La commedia della Bassa

Di Bobo
01 Dicembre 2005
Alessandro Gnocchi, Viaggio sentimentale nel "Mondo piccolo" di Guareschi, ed. Rizzoli, pagg. 192, euro 14

«Dicono che la Bassa sia piatta: ma non è vero. dicono che sia il luogo del silenzio: e neppure questo è vero». È solcata da «canali, carrarecce, strade bianche, casali, argini, terre di golena: tutta roba matta che si ingegna ad affaticare il respiro del camminatore più robusto». Ed «è il luogo della musica.
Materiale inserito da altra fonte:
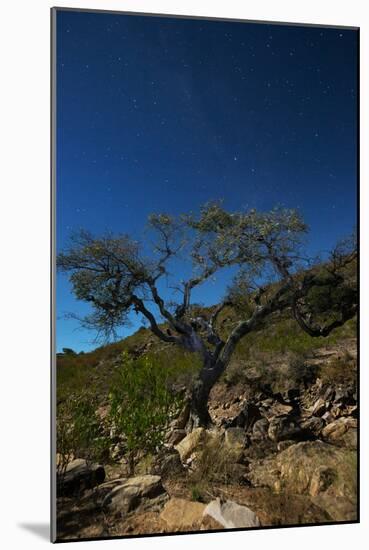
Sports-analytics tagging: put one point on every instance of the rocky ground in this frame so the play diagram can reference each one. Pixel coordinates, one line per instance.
(271, 458)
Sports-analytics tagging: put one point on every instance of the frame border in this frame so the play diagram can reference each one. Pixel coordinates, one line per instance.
(53, 156)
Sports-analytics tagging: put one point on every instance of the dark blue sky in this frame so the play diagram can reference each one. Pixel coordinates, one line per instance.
(160, 114)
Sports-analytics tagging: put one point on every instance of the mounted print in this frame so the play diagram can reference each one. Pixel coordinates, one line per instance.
(205, 177)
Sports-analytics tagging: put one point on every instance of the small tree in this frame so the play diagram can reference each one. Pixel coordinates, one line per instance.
(140, 405)
(114, 276)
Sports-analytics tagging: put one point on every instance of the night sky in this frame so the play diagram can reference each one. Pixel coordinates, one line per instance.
(159, 114)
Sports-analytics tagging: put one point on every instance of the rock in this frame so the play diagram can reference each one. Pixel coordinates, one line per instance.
(260, 429)
(182, 419)
(175, 436)
(184, 515)
(181, 514)
(246, 418)
(342, 431)
(80, 475)
(188, 445)
(319, 407)
(235, 438)
(314, 467)
(139, 493)
(283, 427)
(339, 508)
(314, 424)
(282, 445)
(231, 515)
(277, 409)
(167, 462)
(105, 488)
(321, 479)
(311, 468)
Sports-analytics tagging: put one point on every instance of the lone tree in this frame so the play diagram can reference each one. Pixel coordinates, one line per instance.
(115, 276)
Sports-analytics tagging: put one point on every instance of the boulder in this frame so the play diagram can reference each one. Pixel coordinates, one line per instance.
(231, 515)
(181, 421)
(283, 427)
(167, 462)
(140, 493)
(188, 445)
(235, 438)
(79, 475)
(246, 418)
(310, 468)
(342, 431)
(175, 436)
(260, 429)
(181, 514)
(314, 467)
(319, 407)
(275, 409)
(314, 425)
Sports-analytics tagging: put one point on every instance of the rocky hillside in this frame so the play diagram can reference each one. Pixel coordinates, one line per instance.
(282, 450)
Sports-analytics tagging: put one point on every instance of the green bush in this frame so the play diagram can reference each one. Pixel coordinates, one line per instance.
(142, 404)
(80, 431)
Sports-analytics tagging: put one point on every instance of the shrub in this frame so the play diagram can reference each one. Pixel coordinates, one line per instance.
(141, 405)
(80, 432)
(215, 462)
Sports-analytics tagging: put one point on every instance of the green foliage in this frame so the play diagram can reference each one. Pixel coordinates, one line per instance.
(80, 431)
(197, 493)
(141, 404)
(68, 351)
(342, 370)
(215, 462)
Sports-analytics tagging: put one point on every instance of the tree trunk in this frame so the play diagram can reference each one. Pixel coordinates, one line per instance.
(208, 376)
(199, 413)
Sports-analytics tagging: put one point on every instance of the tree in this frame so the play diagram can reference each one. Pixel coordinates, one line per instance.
(114, 276)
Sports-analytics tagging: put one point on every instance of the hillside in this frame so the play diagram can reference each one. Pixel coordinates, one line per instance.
(282, 445)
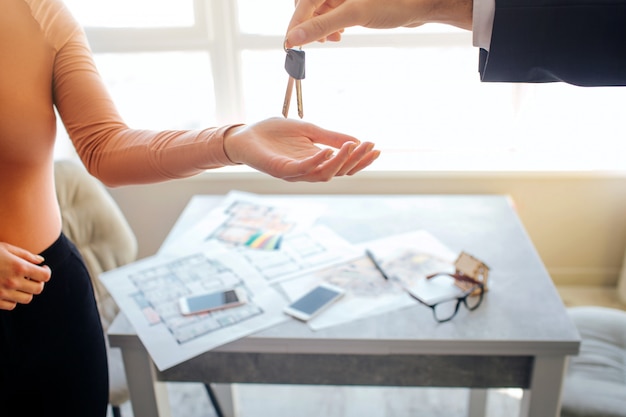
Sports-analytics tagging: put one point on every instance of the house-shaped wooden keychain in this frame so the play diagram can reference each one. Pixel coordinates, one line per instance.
(467, 265)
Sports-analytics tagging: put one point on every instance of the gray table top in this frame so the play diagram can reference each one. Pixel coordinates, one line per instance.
(521, 314)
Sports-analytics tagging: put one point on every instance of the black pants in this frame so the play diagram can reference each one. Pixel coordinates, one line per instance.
(52, 353)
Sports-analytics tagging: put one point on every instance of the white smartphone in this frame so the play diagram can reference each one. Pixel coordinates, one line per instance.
(219, 300)
(314, 302)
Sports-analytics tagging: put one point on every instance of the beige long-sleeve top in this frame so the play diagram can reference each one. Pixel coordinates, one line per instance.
(45, 62)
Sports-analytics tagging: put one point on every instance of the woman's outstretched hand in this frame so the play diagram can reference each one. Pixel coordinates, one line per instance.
(288, 149)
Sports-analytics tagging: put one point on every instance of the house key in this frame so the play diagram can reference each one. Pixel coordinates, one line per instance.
(294, 65)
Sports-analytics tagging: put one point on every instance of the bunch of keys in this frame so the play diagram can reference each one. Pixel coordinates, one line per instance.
(294, 64)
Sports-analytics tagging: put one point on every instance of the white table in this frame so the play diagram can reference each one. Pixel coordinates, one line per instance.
(520, 336)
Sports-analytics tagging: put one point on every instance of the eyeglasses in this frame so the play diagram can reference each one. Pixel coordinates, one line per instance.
(473, 292)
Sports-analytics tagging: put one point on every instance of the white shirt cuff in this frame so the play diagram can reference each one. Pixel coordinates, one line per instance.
(482, 25)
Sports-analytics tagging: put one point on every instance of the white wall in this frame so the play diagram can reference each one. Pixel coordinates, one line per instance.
(577, 221)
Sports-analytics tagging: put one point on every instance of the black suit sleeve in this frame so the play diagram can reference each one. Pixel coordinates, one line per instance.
(581, 42)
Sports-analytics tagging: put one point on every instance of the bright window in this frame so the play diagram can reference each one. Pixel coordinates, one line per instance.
(415, 92)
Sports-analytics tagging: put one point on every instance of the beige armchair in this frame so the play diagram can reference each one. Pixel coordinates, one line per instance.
(96, 225)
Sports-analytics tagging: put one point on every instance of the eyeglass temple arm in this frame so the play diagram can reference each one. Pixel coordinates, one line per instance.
(459, 276)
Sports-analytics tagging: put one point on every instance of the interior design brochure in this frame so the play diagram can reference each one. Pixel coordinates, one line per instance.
(148, 292)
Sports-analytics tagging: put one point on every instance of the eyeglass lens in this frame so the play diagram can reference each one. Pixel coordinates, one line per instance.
(445, 310)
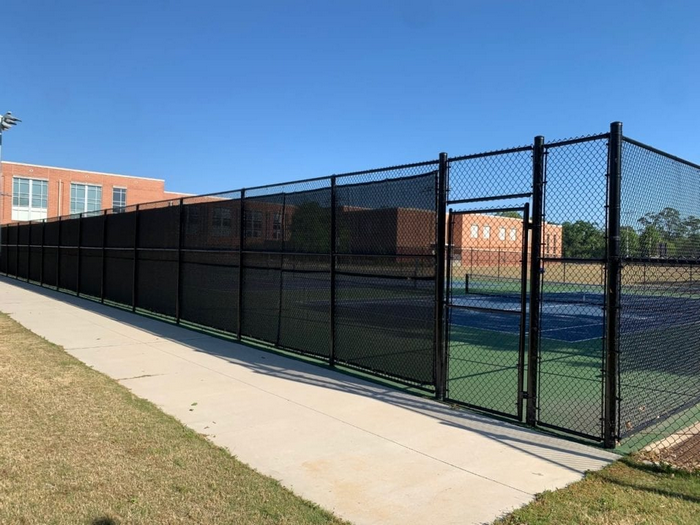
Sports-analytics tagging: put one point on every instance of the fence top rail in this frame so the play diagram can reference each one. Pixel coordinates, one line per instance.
(576, 140)
(490, 153)
(660, 152)
(347, 174)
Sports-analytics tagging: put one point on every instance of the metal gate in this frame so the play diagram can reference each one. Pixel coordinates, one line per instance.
(487, 314)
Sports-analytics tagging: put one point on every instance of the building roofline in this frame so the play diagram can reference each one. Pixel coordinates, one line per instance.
(81, 171)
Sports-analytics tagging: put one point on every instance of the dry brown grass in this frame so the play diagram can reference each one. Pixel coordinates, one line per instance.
(625, 493)
(77, 447)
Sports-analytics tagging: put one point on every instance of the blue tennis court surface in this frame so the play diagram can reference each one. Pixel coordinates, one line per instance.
(573, 317)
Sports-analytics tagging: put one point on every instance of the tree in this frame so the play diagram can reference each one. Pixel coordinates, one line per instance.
(667, 222)
(650, 241)
(310, 229)
(583, 240)
(629, 241)
(510, 214)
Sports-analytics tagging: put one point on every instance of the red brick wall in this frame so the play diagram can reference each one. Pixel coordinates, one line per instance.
(138, 189)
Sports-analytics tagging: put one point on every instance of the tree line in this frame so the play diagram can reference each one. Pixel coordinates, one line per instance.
(665, 234)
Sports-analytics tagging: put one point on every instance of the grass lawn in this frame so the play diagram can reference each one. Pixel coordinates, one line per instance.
(623, 493)
(77, 447)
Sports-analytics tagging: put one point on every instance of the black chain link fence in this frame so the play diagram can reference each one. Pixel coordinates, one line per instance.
(340, 268)
(572, 344)
(348, 269)
(486, 195)
(659, 365)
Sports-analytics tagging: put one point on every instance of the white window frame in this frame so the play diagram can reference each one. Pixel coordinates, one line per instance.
(221, 221)
(85, 188)
(253, 224)
(115, 206)
(30, 212)
(277, 225)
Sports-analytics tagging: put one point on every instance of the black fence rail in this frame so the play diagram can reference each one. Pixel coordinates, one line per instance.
(557, 284)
Palcoscenico immenso su cui corrono le melodie impastate di terra e di cielo in cui Verdi ha cantato l’incontro tra natura e sopranatura». Dicono che le storie di Don Camillo e Peppone siano umoristiche: e non è vero nemmeno questo; o è solo un lato della verità. Sono “comiche” come lo è la “Commedia” dantesca: perché trattano della vita. Ma una vita «impastata di terra e di cielo» come le melodie di Verdi, dove cantano un dolore e una speranza che affondano le radici in una saggezza millenaria. Alessandro Gnocchi è un grande lettore di Giovannino Guareschi, cui ha già dedicato diversi libri. La sua ultima fatica è riservata alle «tre storie e una citazione» che aprono il primo volume di Mondo Piccolo: mito di fondazione della saga, storie semplici, esemplari, vere, in cui si gettano le fondamenta di un mondo fatto di dura quotidianità intrisa della «luminosità pastosa e concreta del soprannaturale».